Estas situações são extremamente frágeis, pois a linha entre uma pessoa simpática e uma pessoa antipática é muito ténue. É curioso como muitas vezes passamos por pessoas que conhecemos e que nos conhecem a nós e, no entanto, ninguém se fala. Penso que este desprezo, se for recíproco, é salutar pois não temos de andar aos beijinhos e aos “bacalhaus” a toda a gente que por certas e determinadas circunstâncias da vida nos cruzámos no passado. A quantidade de conversa da treta que é poupada através desta conduta será fundamental para a nossa futura existência. Aliás, penso que devo ter gasto bastante da mesma quando era mais novo pois hoje em dia, sinto que me restam poucos créditos para gastar. Penso também em relação a esta situação que a pessoa só deve abordar por gosto e não por obrigação, pois valorizo bastante mais as inimizades do que as falsas amizades.
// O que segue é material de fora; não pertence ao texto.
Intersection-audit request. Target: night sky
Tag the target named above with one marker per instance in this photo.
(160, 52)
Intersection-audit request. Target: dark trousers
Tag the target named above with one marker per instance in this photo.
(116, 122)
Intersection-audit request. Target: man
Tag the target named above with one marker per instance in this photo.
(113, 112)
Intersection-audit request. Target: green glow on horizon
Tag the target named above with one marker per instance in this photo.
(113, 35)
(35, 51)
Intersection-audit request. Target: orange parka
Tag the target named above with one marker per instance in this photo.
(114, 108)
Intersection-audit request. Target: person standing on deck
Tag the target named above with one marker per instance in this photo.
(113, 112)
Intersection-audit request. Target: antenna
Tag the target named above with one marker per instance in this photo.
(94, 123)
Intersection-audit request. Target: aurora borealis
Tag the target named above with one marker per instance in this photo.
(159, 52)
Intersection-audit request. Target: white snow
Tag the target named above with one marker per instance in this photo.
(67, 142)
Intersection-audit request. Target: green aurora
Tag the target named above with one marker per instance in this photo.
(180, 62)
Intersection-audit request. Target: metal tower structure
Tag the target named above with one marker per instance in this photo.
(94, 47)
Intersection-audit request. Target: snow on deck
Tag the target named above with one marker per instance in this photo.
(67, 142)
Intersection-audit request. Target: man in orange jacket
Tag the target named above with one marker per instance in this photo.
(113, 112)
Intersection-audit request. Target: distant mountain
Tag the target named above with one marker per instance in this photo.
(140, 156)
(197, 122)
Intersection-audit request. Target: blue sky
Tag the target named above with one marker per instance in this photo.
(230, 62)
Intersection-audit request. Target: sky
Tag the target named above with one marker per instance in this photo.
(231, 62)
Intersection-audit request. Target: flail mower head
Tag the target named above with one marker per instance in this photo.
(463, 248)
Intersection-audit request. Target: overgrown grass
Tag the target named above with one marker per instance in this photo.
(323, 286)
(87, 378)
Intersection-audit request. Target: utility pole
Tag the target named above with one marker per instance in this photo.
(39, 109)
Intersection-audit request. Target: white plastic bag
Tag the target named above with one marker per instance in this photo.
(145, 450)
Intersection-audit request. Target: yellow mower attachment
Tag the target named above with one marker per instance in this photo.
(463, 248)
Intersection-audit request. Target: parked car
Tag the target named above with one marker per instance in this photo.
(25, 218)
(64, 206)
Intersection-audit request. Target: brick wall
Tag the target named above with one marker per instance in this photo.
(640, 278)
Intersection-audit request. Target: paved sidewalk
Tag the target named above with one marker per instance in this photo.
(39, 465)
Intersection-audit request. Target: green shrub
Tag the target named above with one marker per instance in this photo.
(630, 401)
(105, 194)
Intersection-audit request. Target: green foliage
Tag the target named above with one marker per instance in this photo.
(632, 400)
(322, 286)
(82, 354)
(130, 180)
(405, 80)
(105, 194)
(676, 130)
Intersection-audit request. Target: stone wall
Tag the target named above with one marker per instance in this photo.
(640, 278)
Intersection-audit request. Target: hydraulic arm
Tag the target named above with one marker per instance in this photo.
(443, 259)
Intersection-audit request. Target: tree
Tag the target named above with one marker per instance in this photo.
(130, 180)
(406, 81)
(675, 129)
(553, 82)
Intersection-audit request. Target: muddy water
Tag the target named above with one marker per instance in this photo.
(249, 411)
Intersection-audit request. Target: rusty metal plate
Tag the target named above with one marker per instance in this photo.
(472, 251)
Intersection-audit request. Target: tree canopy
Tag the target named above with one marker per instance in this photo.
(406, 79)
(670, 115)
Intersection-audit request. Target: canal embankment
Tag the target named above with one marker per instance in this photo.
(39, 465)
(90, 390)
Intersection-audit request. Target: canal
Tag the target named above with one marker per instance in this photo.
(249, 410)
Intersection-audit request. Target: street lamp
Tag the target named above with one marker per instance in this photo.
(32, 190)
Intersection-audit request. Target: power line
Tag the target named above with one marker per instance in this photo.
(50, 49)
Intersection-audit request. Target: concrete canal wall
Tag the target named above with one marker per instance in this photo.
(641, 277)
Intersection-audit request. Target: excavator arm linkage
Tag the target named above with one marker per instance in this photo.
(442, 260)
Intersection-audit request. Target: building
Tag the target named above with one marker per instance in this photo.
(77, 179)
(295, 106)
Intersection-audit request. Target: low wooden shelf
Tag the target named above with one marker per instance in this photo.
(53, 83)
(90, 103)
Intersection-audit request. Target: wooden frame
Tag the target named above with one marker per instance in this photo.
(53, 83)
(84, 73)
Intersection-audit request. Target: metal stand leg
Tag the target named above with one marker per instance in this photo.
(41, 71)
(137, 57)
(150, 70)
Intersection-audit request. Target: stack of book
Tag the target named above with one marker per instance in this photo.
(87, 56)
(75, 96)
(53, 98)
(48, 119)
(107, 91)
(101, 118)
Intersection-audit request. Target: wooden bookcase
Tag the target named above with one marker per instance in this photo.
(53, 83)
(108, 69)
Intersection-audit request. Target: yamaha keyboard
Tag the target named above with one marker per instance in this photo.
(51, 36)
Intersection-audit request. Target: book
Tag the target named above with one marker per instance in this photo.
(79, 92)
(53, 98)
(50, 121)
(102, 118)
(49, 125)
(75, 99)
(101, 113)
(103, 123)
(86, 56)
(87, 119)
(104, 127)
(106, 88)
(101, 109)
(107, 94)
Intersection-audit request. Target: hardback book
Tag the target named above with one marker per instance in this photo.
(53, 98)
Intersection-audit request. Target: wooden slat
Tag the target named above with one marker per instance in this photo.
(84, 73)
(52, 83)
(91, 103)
5ª e última situação – A relação amorosa
Nunca se deve, ao cruzar com uma pessoa que conheçamos mal, perguntar de imediato sobre o namorado/a dessa mesma pessoa, a não ser por uma razão que mais à frente abordarei. Regularmente são usadas expressões como “Olá! Então e o Joaquim, tá porreiro?” ou “Então pá! Como é que está a Vanessa?”, a que muitas vezes se segue um “Não sei.” ou um “Tudo bem.” com um ar triste ou ainda, mais directamente, um “Já não ando com ele/a.”. Nestas alturas, o inquisidor/ra fica enrascado com a escolha entre procurar saber mais sobre o que se passou, através da pergunta “Então, o que é que se passou?” ou terminar friamente com um “Olha, são vidas...”. No entanto, o questionar sobre a vida amorosa pode, por outro lado, ter um carácter informativo bastante positivo na eventualidade de uma possível aproximação entre o/a remetente da pergunta e o/a receptor/ra da mesma. Desta forma, há que proceder a uma cuidada ponderação antes de usar esta técnica.
Está pois dada a visão do Arranha sobre este pequeno segmento do maravilhoso mundo social.